Metro FM Music Awards and other small things.

Last night Hlubi and I attended the Metro FM music awards here in PE. It’s a glamorous event that awards such titles as, best Kwaito Album, best singer, best Hip-Hop Group etc. It is a celebrity showcase where everybody who wants to make it in the entertainment industry wants to be seen. The event is young and black and very trendy.

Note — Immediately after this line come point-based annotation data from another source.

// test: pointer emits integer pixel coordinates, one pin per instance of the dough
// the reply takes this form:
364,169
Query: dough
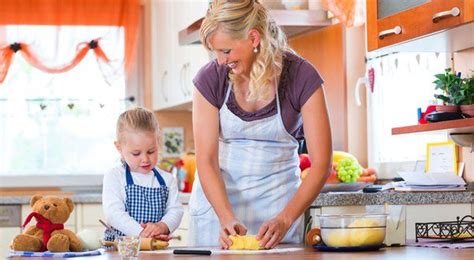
360,233
244,243
366,236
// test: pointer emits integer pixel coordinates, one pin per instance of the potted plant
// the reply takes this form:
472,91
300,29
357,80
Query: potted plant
452,95
467,106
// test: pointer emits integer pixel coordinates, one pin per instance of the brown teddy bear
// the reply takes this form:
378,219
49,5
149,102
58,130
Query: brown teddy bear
48,234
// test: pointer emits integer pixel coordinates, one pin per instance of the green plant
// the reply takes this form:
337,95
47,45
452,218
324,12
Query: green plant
468,91
451,86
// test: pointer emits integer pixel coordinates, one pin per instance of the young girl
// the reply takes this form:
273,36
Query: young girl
137,198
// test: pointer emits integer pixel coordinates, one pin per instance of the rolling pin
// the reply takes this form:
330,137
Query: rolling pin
145,244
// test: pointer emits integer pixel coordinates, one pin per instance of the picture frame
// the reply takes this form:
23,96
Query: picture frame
173,141
441,157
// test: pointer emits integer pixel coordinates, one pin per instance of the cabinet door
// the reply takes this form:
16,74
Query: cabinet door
447,14
188,58
88,216
160,32
390,22
181,233
6,237
433,213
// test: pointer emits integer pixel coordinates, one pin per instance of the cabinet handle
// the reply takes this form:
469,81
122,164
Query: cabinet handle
163,85
444,14
395,30
182,80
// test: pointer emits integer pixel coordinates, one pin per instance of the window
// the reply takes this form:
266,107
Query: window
61,124
403,83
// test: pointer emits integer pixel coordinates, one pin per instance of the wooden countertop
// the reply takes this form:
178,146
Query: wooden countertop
309,253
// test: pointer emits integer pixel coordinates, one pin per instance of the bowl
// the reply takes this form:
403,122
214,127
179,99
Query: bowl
355,230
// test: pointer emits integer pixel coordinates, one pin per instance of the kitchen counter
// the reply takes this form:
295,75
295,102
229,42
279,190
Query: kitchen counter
309,253
323,200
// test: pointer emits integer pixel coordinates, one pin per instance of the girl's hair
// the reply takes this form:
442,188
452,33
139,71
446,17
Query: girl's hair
237,18
137,119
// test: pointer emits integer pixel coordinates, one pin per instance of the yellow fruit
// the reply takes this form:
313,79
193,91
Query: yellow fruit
339,155
244,243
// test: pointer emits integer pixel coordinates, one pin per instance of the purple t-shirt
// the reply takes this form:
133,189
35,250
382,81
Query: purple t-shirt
298,81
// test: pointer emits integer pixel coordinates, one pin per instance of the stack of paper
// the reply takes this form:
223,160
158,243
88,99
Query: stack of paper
416,181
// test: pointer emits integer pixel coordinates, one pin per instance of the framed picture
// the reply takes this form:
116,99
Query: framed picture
173,141
441,157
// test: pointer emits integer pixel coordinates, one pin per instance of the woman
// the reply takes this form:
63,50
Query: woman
248,114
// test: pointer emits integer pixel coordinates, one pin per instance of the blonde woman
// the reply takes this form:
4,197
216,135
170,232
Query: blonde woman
248,114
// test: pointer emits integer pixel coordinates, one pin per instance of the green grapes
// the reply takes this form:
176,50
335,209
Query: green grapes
348,170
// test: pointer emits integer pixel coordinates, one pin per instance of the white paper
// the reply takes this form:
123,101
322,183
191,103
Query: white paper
423,179
441,159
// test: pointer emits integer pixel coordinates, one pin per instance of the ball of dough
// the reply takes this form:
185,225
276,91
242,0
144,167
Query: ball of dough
244,243
365,234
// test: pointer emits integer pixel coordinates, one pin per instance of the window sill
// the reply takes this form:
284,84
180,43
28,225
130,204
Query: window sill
66,182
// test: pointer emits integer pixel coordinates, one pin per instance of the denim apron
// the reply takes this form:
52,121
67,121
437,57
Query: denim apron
259,164
144,204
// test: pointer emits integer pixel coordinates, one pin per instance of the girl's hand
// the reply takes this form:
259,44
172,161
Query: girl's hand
154,229
232,227
273,231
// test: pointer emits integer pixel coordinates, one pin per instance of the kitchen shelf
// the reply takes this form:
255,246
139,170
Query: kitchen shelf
452,126
293,22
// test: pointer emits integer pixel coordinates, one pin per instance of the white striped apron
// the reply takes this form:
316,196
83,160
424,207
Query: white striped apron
259,164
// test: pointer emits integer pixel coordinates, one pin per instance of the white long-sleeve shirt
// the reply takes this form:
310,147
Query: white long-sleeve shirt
113,200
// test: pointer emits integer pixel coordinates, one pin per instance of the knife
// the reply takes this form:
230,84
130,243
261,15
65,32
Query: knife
191,252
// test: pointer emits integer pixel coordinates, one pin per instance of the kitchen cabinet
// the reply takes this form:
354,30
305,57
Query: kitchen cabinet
6,237
338,54
173,66
391,22
433,213
182,231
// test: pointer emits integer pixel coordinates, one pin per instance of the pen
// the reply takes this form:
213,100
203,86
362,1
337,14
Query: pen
191,252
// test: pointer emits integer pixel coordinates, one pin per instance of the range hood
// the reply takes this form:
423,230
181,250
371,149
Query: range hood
293,22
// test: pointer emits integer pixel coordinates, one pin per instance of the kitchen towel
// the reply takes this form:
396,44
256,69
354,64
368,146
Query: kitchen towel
50,254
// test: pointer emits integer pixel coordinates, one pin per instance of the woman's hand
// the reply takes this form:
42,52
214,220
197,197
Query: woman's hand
232,227
154,229
273,231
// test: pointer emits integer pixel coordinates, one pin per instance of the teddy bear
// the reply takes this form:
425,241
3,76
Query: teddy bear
48,234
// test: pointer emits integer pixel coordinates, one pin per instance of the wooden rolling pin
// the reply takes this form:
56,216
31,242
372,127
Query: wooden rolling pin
145,244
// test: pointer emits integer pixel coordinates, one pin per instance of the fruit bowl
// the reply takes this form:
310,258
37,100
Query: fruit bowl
356,230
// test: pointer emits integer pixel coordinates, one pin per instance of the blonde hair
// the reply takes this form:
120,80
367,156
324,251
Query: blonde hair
237,18
137,119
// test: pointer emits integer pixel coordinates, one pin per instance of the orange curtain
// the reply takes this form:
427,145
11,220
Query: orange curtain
123,13
348,12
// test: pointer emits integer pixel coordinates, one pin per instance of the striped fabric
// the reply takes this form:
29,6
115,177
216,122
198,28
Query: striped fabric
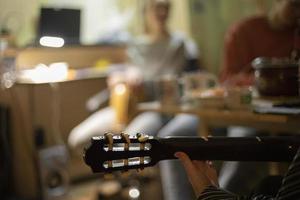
289,190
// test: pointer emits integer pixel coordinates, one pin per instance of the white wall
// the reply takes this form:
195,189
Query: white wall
19,16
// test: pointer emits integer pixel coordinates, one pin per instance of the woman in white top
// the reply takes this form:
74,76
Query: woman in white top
156,54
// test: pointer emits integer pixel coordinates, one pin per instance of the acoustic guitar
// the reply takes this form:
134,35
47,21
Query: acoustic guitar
111,153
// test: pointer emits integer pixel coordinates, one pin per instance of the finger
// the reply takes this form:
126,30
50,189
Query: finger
211,173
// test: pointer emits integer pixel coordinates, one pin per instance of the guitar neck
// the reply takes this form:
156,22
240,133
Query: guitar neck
119,153
275,149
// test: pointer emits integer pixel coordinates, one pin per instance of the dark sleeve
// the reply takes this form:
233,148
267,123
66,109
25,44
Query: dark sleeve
290,188
214,193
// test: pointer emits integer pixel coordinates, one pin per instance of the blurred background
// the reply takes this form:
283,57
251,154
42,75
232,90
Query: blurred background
37,117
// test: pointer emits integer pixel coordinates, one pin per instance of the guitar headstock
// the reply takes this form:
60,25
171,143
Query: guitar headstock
121,152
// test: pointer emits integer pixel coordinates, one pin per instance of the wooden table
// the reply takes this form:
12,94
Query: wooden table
211,117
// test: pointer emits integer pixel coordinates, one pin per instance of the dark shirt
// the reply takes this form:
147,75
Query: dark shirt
289,190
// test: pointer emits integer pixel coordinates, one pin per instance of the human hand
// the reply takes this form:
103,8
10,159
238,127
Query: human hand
201,174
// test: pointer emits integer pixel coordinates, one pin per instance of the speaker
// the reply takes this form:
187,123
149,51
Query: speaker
53,166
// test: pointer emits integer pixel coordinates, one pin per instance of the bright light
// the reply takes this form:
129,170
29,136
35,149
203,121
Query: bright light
120,89
48,41
134,193
44,74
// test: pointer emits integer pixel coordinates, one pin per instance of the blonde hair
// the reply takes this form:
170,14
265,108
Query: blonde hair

I attended the function this year and last year and was really impressed, confused and amazed by this craze and frenzy for celebrity and anything “famous”. There were of course various live music and dance acts and there was great excitement in the air. Fun really… but as I watched those around me being brought to tears and screams because, Ntando, or Kabelo or “Teargas” just stood up or sat down or sipped their Coca Cola, I could not help to realise how difficult it was for me to be caught up in the general mania. I was enjoying myself, but I did not scream, I did not leap out of my chair waving my arms and shouting “I love you Mzekezeke” … Why not…. I began to wonder? Why do I not get excited? Why do I not get emotional? Is it perhaps something that comes from my army days, when we were trained to continue forward while grenades and live ammunition crack about your head. Not to get exited, not to freak out. Made not to show your pain, but to carry on. Shown how to stare bankly forward carrying the dead on your shoulder. Or perhaps it was more than that, My father conscripted into service in South Africa and Namibia in the early sixties, My father’s father a combatant in World War one, where he survived the battle of Delville Wood, my mother’s father served in North Africa, fighting Rommel in World War two…. Perhaps all of these contributing to a sterness, a militarisation of family culture, a suppression of emotion, a recessiveness. A militarisation that is perhaps not noticed growing up in white middle classes because everyone is very similar. But last night at the Metro FM awards those around me were from homes different to the one that I grew up in and they have no difficulty getting excited in the trivia, the small things of life, ….I suppose the things that make life beautiful!

1 comment:

  1. Anonymous1:50 PM

    Sure, that unselfconscious state of being carried away in the group mind is enviable for its cathartic effect, its unifying. But I believe it´s also a source of vulnerability to manipulation. Think "Nuremburg". Or, to be more currently relevant, "Mshini Wami."

    In this age of professional manipulators and powerful, seductive technology a bit of critical distance is the first line of defence.